Stingray Hits!
- Stingray Hits! logo
- Country: Canada, Australia
- Broadcast area: International
- Headquarters: Montreal, Quebec

Ownership
- Owner: Stingray Group
- Sister channels: PalmarèsADISQ par Stingray Stingray Lite TV

History
- Launched: February 22, 2018 (Belgium) June 6, 2018 (Canada) September 2nd 2025 (Australia)

Links
- Website: Stingray Hits!

= Stingray Hits! =

Stingray Hits is a Canadian French language music television channel owned by Stingray Group. The channel broadcasts music videos from pop, pop-rock, and dance hits primarily from current day's artists, along with past artists. The channel broadcasts in multiple languages depending on the country of operation, currently in French and Dutch.

In September 2025, Stingray Hits began broadcasting in Australia on the Fetch TV platform.

==History==
On February 21, 2018, Proximus announced that it had reached an agreement with Stingray Digital to launch Stingray Hits on Proximus' television service in Belgium with two channels, one in French and one in Dutch. Several months later, the channel launched in Canada in French on the Vidéotron service. Initially launched in high definition, the channel launched a standard definition feed later when it launched on Bell Fibe TV in August 2018. The launch of Stingray Hits! in Canada comes three years after the closure of bpm:tv, another channel dedicated to dance music, by its former owner Stornoway Communications.

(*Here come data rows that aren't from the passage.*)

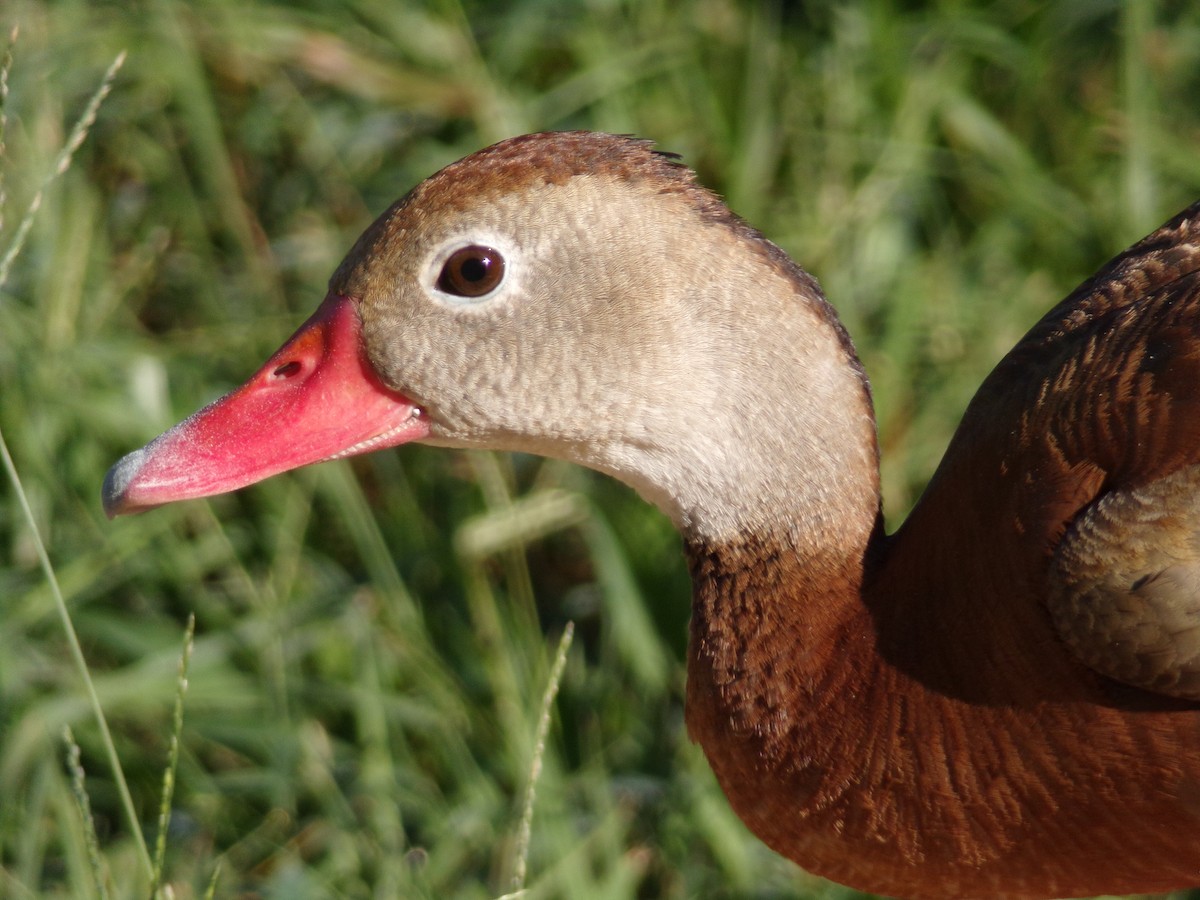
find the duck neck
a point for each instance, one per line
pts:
(779, 539)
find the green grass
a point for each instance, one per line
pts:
(373, 639)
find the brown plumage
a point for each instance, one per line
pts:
(999, 700)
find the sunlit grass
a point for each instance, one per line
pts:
(373, 640)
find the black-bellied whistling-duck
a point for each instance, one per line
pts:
(1000, 699)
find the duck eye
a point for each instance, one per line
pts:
(472, 271)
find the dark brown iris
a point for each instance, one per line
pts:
(472, 271)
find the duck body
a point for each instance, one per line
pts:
(999, 700)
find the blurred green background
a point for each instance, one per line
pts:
(373, 637)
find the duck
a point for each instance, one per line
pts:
(1001, 697)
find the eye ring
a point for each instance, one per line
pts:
(472, 271)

In March 2020, after initially operating as an exempted service in Canada, the CRTC approved a formal discretionary service license for Stingray Hits. Although submitted by Stingray as being a French-language service, the CRTC classified the channel as an English-language service due to a determination that only 40% of the channel's content (including music videos and spoken word content) was actually in French, however, the channel's on-air imaging and programming is still nominally presented in French. On June 2, 2021, the CRTC approved an application classifying the Canadian channel as a French language service, mandating at least 50% of the music videos broadcast on the channel be French.